We have a lot of experimental and observational research data explaining why people turn to drugs, or what happens when we cut funding for public schools, or why people eat food that's bad for them. But we don't have a lot of solutions to these problems, and if we have evidence that a solution works, it often runs counter to an ideology that may support implementation of that solution. In the US, political lobbying pushes the FDA to set guidelines for food that may not be the objectively "best solution" for improving our health. Our different interpretations of The Constitution leads to conflict over everything from gun laws to abortion to zoning. We have lots and lots and lots of data about what to do to help society, and we often do the opposite, even in the face of data. And that's going to really confuse the machines.
This is another of many reasons that designers need to evolve their "making" skillset. We have plenty of discourse in the context of these problems. Those of us who can make things can apply those skills in a context that doesn't necessary benefit from machine learning.

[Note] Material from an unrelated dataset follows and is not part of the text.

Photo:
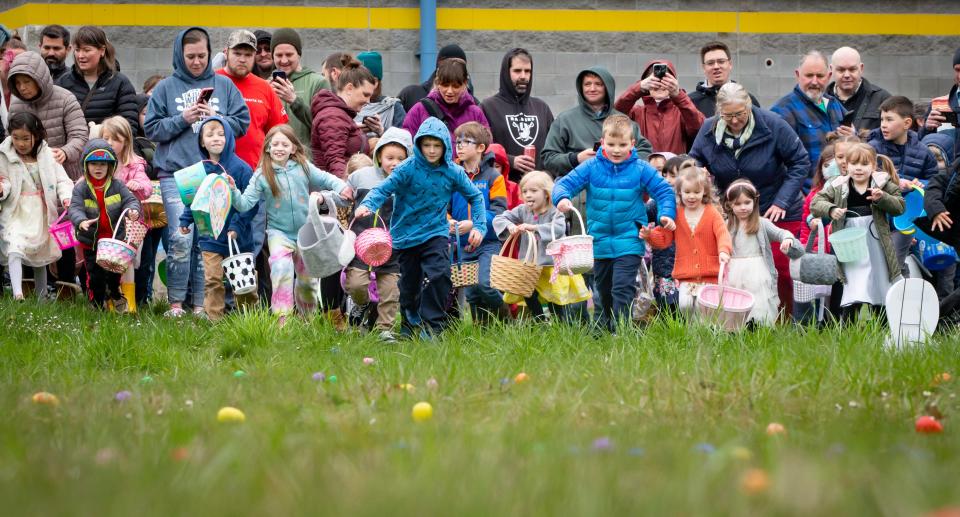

The thing we make in order to positively impact nutrition is based on inference, and there won't be lots and lots of examples for us to draw from. A potential solution in this context needs to evolve from originality and an emotional understanding of people and culture. It needs to toe a line of politics. It needs to be convincing. It needs to compromise. Maybe the machines will get there eventually. I think it's going to take a very long time.
I suppose there's an irony to the predicted future of sites like 99designs or fiverr; the people training that machine will slowly be out of a job, just like Google-funded-Lyft's drivers who are training self-driving cars will be out of a job, too. And as those designers look to recast their ability to solve problems in unique ways, perhaps they will refocus their efforts on problems that are more worth their time.